Sin embargo eso debe ser la escuela del siglo XXI: transgresora, revolucionaria. En una sociedad mediatizada por una escala de valores basados en el consumo indiscriminado y la alienación colectiva con la televisión como principal aliado, la escuela debe alzar la voz y disentir para romper, de un modo u otro, ese perverso círculo vicioso. Si la escuela ha ejercido en muchas épocas de la historia un papel trasgresor, ahora, en la sociedad plástica del siglo XXI debe serlo más que nunca. La televisión se ha convertido en un dios alienante y perverso. Y la escuela, por desgracia, debe ser su rival.

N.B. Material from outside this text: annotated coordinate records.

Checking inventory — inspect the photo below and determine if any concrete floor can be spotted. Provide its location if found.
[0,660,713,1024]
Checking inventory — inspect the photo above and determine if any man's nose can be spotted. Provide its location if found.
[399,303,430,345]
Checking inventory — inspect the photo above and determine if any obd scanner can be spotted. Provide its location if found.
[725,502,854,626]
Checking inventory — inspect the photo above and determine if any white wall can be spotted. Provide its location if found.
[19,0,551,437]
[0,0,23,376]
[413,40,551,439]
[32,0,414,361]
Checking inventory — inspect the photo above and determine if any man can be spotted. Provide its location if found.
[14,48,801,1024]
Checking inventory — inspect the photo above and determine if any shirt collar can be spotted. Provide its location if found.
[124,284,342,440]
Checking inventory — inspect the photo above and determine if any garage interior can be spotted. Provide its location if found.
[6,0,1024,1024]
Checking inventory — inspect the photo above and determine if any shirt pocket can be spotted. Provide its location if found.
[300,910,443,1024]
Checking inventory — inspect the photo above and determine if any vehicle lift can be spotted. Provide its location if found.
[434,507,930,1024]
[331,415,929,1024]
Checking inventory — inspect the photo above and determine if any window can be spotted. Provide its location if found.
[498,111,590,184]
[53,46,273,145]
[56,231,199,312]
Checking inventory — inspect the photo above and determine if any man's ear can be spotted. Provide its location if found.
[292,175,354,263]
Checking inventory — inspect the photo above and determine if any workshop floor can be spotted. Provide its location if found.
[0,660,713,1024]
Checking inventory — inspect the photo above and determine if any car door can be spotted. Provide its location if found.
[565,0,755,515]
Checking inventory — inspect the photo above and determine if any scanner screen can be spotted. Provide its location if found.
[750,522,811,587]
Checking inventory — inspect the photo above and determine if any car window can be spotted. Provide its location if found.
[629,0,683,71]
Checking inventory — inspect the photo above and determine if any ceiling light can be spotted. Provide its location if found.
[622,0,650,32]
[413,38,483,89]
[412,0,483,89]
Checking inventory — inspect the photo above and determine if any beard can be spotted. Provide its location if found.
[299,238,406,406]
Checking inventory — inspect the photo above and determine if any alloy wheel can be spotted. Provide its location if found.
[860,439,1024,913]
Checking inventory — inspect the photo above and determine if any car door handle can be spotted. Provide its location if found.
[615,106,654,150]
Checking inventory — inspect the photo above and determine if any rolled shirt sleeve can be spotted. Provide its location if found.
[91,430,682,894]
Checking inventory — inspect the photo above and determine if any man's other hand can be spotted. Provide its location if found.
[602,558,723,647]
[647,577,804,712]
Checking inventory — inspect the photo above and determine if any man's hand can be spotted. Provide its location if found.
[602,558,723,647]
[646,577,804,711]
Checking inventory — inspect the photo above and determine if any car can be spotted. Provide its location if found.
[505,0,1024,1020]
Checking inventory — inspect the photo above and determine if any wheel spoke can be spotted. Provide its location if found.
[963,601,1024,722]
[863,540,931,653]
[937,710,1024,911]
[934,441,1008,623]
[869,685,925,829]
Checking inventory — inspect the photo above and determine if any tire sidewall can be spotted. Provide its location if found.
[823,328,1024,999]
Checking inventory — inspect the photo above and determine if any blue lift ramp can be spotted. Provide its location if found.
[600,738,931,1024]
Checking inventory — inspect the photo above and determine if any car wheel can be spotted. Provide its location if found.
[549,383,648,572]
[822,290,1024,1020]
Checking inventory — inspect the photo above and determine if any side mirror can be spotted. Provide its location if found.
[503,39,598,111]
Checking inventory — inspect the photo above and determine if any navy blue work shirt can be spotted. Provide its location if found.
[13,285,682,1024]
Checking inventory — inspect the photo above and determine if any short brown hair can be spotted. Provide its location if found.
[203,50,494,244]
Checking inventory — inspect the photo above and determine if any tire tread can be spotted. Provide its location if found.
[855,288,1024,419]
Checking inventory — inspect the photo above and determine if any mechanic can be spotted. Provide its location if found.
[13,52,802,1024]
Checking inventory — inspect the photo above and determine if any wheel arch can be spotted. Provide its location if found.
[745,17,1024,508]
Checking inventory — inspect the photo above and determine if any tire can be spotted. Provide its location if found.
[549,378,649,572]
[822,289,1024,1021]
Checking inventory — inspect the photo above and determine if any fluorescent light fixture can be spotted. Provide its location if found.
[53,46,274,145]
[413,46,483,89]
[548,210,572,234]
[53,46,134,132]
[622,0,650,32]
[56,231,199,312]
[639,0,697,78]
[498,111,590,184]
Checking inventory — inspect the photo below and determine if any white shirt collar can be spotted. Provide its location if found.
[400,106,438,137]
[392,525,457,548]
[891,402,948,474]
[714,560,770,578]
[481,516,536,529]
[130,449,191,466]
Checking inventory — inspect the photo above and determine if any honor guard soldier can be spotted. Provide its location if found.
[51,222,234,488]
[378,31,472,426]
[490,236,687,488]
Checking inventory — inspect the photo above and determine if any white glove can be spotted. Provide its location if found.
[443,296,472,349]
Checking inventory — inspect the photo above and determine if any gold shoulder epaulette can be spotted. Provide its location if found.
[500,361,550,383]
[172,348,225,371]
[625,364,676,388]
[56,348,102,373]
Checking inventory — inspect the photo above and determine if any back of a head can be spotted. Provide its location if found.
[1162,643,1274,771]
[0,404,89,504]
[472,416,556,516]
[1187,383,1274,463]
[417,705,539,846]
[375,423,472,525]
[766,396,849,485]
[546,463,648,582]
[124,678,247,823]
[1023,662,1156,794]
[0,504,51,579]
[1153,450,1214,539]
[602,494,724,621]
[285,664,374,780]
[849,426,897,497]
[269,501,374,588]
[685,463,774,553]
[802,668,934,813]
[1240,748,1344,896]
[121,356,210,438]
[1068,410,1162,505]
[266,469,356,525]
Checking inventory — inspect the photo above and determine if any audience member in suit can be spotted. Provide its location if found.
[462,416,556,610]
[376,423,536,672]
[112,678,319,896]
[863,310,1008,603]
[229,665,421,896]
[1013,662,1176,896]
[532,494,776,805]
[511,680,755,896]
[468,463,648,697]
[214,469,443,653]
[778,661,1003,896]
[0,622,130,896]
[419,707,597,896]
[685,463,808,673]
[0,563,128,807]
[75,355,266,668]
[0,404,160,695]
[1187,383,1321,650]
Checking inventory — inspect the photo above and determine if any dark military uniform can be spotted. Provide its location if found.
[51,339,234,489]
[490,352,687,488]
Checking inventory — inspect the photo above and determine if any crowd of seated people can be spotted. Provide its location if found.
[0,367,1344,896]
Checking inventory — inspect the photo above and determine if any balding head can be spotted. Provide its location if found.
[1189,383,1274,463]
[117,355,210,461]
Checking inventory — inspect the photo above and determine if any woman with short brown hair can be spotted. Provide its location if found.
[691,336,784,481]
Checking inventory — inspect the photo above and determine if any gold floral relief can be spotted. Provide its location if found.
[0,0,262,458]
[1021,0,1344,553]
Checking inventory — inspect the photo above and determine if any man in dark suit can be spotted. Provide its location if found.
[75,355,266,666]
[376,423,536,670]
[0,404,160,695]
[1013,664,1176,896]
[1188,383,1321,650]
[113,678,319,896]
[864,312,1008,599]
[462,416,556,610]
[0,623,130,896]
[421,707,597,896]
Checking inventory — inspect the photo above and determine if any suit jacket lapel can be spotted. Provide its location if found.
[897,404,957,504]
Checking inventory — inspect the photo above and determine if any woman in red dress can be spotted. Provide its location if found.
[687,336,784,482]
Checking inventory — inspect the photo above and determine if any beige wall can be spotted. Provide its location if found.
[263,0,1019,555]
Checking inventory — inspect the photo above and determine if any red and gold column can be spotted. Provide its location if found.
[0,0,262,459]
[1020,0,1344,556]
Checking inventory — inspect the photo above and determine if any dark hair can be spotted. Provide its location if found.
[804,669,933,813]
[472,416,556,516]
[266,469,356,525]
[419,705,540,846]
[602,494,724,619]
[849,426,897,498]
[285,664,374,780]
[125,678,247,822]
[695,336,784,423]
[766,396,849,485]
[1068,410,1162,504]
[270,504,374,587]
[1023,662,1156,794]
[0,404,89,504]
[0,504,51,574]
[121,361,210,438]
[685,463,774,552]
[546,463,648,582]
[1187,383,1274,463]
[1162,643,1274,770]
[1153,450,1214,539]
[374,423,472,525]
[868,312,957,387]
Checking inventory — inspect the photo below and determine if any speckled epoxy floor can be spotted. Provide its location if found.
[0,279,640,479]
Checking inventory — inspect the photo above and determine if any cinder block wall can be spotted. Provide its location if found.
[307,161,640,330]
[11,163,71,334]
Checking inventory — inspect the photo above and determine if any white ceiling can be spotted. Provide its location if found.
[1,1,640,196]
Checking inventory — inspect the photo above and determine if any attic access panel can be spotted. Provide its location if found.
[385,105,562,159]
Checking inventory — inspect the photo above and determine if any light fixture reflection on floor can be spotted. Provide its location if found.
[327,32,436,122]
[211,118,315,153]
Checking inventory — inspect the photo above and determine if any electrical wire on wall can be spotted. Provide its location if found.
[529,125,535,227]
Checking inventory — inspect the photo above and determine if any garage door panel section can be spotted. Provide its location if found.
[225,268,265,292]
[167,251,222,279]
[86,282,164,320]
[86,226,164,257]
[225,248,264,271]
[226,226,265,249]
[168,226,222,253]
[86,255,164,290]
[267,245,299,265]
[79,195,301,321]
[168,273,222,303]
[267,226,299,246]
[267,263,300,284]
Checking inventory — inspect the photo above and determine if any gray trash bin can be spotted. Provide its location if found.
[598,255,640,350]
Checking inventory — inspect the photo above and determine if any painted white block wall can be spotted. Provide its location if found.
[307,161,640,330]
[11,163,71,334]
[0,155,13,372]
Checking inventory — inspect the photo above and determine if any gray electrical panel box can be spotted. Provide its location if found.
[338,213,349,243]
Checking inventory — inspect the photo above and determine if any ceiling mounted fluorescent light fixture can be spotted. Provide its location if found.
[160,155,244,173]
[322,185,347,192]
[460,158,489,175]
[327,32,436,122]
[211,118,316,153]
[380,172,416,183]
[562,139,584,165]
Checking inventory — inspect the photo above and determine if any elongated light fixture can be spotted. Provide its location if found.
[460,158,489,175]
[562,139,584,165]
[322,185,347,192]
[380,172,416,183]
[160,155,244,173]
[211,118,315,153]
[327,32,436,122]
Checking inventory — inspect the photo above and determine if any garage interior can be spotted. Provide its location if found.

O intentar aportar lo que pueda a esta desigual lucha. He aquí una lista de palabras revolucionarias, relegadas en la televisión al ámbito de lo marginal y obsoleto y denigradas por su falta de rentabilidad comercial: respeto, solidaridad, tolerancia, civilidad, urbanidad, cortesía, amabilidad, dignidad, honradez, generosidad, humanidad, fraternidad. La lucha es definitivamente desigual: es David contra Goliat, es un ratón contra un dinosaurio. Nadar contra corriente no es fácil, y la lucha parece una batalla perdida de antemano. Pero la escuela tiene que intentarlo, es su labor revolucionaria que se le ha encomendado en estos tiempos. ¿Conseguirá la escuela desligarse de los hedores de la telebasura? Porque de lo contrario, si la escuela se mimetiza con grandes hermanos y pasa a ser parte del circo, estamos perdidos. Habremos tocado fondo, ahora definitivamente. Y no estamos lejos de conseguirlo.

1 comentario:

Anónimo dijo...

Enhorabuena por este artículo. De acuerdo al 100 %. Realmente hemos llegado a tocar fondo y poco a poco van desapareciendo aquellos vividores y parásitos televisivos que se creen algo importante.. Ahora solo faltaría q algunos medios mirarán menos por sus intereses y dejaran de embaucarnos.